ラビチャ交換した事は教えないし、仮に知られても俺にアイツのIDを聞かれたところで教える気は無い。まぁコイツらも聞きたかったらそのうち聞くだろうしな。フリスビーは自分で取りに行くもんだ。


「なーヤマさん、なんかいい事あった?怖いくらいニヤけてる」


コイツ意外と人の表情とか仕草とか、周りの事よく見えてるんだよな、まぁ今に限ってはいいんだか悪いんだか……。

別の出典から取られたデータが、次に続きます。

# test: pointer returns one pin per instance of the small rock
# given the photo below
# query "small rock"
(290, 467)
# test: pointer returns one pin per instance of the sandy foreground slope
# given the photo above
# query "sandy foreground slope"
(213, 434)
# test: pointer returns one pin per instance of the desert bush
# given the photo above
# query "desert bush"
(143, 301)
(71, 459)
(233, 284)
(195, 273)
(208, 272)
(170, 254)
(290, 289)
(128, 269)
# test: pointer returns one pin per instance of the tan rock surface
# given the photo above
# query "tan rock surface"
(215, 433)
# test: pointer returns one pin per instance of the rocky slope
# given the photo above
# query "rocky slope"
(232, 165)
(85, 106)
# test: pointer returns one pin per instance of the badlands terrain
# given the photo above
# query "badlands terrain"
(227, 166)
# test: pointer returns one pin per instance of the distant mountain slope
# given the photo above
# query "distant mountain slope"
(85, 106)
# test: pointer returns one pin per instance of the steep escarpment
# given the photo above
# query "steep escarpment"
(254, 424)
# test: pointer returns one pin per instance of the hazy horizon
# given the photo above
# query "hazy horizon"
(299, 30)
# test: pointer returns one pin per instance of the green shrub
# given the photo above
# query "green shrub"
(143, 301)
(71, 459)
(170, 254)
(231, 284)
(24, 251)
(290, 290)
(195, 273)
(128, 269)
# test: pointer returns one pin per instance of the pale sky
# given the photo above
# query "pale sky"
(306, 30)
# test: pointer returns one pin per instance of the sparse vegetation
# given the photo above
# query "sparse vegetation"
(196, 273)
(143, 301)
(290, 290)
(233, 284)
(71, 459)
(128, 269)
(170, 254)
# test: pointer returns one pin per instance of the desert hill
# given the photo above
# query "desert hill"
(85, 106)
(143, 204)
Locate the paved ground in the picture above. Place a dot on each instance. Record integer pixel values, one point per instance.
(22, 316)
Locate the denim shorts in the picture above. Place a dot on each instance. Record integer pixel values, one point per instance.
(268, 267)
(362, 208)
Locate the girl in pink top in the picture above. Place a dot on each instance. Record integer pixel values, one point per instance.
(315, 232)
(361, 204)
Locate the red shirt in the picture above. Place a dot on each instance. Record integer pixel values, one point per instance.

「いい事は特に無いが、これからするいい事を考えてるぞー。さっき俺の写メ勝手に撮ったヤツにどんな制裁を加えようかってな」

「!!お、俺、もう寝る!」

「おっと~逃がさないぞ~?」


肩に腕を回すと至近距離で満面の笑み。


「ヤマさんこえーって!」

「二階堂さん、ストップ、もう夜も遅いんですからやかましくしないでください。撮った四葉さんも四葉さんですよ、それは自業自得です」

「ハイハイ」

「うう……いおりんんん~」

「私に泣き付かないでください」


アイツが帰ってからはまたいつもの日常に戻った感じがする。
もうそろそろ番組も終わりそうだし風呂の準備でもすっかな。


「ヤマト」

「ん?どうしたナギ」

「ワタシ、今までで一番胸が熱いデス」

「そうか、明日オフだよな?病院行ってこい」

「NO!違いマス!」


あー、これは面倒くさそうな予感がする……と言うか面倒くさそうな予感しかしない。